When I combine all this with the other issues I've had with doctors over the years,.. with them missing or ignoring shit I tell them about? I find I have no faith in them whatsoever!!!

This Ortho/spine guy I am seeing on Tues? He better be one _FucK_ of an impressive, competent mother sucker!!! :icon_scratch:


----------



## JVee (Sep 8, 2009)

Your GP should had referred you to a neurologist from the get go.


----------



## jml22 (Apr 10, 2012)

Worst.... x-ray.... ever. Borderline malpractice


----------



## f00bar (Mar 6, 2014)

jml22 said:


> Worst.... x-ray.... ever. Borderline malpractice


I'm not sure why he posted a picture of a velociraptor fossil rubbing.


----------



## chomps1211 (Mar 30, 2011)

JVee said:


> Your GP should had referred you to a neurologist from the get go.


My "GP" is the most incompetent one of the bunch. I only continue to use her for prescription refills, etc. And thats only because shes 5 min. from home. She's the one who missed all those issues I described earlier. Even tho she had past lab work that should have let her diagnose them months or years earlier. I won't even use her for referals. I have in the past and those dr's were quacks too! :blink:


-Late edit-
I kno I should find myself a good primary GP. But first, I hate going to the doctor anway, and the chance of finding that really "good doctor" first or second try?? I still have to pay for those office visits to interview them,.. That will be expensive. So,.. I keep putting it off! :dunno:



jml22 said:


> Worst.... x-ray.... ever. Borderline malpractice


 :eusa_clap: that is actually a screen capture enlargement of a small section of a lateral lumbar view. It's not the area that was the focus of the x-rays. I just zoomed in on it to confirm the docs assertion that there was _NO_ old coccyx fracture. _Technically_ I guess, he was correct! :blink::dunno: 



f00bar said:


> I'm not sure why he posted a picture of *a velociraptor fossil rubbing*.

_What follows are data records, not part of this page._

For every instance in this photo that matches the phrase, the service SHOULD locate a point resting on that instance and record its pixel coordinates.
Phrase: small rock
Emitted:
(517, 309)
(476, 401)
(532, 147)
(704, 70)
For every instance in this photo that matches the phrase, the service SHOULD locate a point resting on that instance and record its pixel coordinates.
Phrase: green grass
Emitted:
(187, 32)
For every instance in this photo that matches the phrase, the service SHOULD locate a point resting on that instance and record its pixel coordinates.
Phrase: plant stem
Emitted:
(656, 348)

....LOL! Hard-dee, Har Har!!! . Very funny!  But I need to ask,..? Rubbing what?


----------



## BurtonAvenger (Aug 14, 2007)

I'm no Dr. but I did grow up watching Doogie Howsier MD and we all know he had an impressive career as a teenage Dr. that ultimately went on to be the best womanizer of all time Barney Stinson so I think I'm more than qualified to say this. Call the Cleveland clinic in Ohio and set up an appointment.


----------



## chomps1211 (Mar 30, 2011)

BurtonAvenger said:


> I'm no Dr. but I did grow up watching Doogie Howsier MD and we all know he had an impressive career as a teenage Dr. that ultimately went on to be the best womanizer of all time Barney Stinson so I think I'm more than qualified to say this. Call the Cleveland clinic in Ohio and set up an appointment.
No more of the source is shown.